Baggage screening workers at Aberdeen Airport have called off planned strikes scheduled to begin Monday, the Unite union confirmed. The work stoppage threatened to create significant delays across the Scottish airport's operations.

The union represents the security staff responsible for passenger screening and baggage handling. Aberdeen Airport serves as a critical transport hub for the region, particularly given its role in supporting North Sea oil and gas operations. A strike would have disrupted travel for commuters, business travelers, and tourists during a period when airports across the UK continue recovering passenger volumes post-pandemic.
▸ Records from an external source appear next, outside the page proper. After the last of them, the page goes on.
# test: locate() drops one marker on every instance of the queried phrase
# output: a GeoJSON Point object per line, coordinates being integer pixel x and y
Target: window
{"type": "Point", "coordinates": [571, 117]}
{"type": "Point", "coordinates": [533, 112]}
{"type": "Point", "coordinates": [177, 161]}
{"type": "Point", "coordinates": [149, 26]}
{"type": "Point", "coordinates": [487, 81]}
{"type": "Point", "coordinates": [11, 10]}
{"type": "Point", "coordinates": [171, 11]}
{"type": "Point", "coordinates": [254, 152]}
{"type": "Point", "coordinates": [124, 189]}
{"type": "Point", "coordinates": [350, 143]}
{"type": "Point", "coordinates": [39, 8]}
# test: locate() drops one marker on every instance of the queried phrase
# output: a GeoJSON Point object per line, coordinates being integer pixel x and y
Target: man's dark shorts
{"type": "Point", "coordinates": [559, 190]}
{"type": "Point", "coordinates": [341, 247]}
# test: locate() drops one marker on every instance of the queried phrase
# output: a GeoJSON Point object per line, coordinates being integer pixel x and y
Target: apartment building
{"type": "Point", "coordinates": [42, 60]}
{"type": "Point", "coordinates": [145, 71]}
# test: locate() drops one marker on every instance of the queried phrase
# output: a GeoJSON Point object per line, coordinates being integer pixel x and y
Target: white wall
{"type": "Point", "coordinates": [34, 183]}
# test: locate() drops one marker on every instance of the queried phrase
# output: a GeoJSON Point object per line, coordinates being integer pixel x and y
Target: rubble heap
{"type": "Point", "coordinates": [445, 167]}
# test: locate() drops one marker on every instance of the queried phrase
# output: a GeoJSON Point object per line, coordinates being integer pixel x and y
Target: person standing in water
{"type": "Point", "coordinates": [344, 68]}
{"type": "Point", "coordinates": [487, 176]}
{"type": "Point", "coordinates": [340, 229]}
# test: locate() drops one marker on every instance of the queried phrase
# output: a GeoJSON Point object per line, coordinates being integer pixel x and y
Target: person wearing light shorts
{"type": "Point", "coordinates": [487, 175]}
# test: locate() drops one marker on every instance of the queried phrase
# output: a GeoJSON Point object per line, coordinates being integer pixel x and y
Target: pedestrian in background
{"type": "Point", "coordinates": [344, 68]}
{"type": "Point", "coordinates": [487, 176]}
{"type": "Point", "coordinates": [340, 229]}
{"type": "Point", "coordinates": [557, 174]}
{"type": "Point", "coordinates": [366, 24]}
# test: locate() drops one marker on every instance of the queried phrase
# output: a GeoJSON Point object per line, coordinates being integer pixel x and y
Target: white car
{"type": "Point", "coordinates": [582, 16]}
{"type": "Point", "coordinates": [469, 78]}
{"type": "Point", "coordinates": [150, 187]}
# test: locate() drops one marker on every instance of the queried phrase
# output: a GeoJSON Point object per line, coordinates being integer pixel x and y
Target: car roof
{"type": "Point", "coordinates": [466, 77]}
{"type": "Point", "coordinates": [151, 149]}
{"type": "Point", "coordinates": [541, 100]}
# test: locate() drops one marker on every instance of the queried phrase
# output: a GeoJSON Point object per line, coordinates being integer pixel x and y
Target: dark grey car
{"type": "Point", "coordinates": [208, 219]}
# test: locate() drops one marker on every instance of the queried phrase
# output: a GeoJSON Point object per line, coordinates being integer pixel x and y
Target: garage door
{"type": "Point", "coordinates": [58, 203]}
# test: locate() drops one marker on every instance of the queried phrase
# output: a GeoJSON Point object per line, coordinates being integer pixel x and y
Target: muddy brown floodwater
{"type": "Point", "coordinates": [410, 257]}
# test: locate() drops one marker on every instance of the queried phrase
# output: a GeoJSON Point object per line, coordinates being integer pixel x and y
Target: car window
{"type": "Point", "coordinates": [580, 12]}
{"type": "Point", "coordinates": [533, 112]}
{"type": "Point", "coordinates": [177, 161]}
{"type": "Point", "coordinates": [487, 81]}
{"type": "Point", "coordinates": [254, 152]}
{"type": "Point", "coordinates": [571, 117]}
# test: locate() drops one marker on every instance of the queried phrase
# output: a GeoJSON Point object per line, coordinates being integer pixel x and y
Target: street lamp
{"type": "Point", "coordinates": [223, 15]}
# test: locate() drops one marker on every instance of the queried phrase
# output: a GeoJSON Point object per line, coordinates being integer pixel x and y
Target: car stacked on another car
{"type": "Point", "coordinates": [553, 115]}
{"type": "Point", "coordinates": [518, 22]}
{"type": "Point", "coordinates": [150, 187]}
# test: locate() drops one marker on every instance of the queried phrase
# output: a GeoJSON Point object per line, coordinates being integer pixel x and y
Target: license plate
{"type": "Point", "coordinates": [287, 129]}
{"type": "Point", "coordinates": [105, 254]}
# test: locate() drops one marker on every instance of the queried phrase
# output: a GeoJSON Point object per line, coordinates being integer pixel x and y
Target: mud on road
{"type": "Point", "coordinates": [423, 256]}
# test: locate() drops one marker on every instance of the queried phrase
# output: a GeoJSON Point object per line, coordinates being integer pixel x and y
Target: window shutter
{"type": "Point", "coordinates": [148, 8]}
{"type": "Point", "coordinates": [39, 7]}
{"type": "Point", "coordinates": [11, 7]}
Unite had signaled that job action would trigger substantial operational friction. Baggage screening sits at the front lines of airport function. Without it, check-in processes halt, flight departures delay, and passenger frustration mounts quickly. The union typically pursues strike action over pay disputes, working conditions, or staffing levels. Airport operators and unions in the UK have engaged in recurring disputes over these issues in recent years as labor costs rise and travel demand rebounds unevenly.

The resolution avoids the public-facing chaos that plagued other UK airports during similar labor disputes in 2022 and 2023. Those strikes at London Luton, London Stansted, and other terminals left travelers stranded and forced carriers to cancel flights. The aviation sector remains sensitive to operational disruptions given passenger expectations and the competitive pressure from alternative airports and travel modes.

Aberdeen Airport handles roughly 3 million passengers annually under normal conditions. Any multi-day strike would compress that traffic into surrounding days, overwhelming both airport infrastructure and airline crew scheduling. The averted action suggests the parties reached agreement on the union's primary demands, though specific terms remain undisclosed. The resolution preserves stability for the airport's commercial partners and the traveling public heading through northeast Scotland.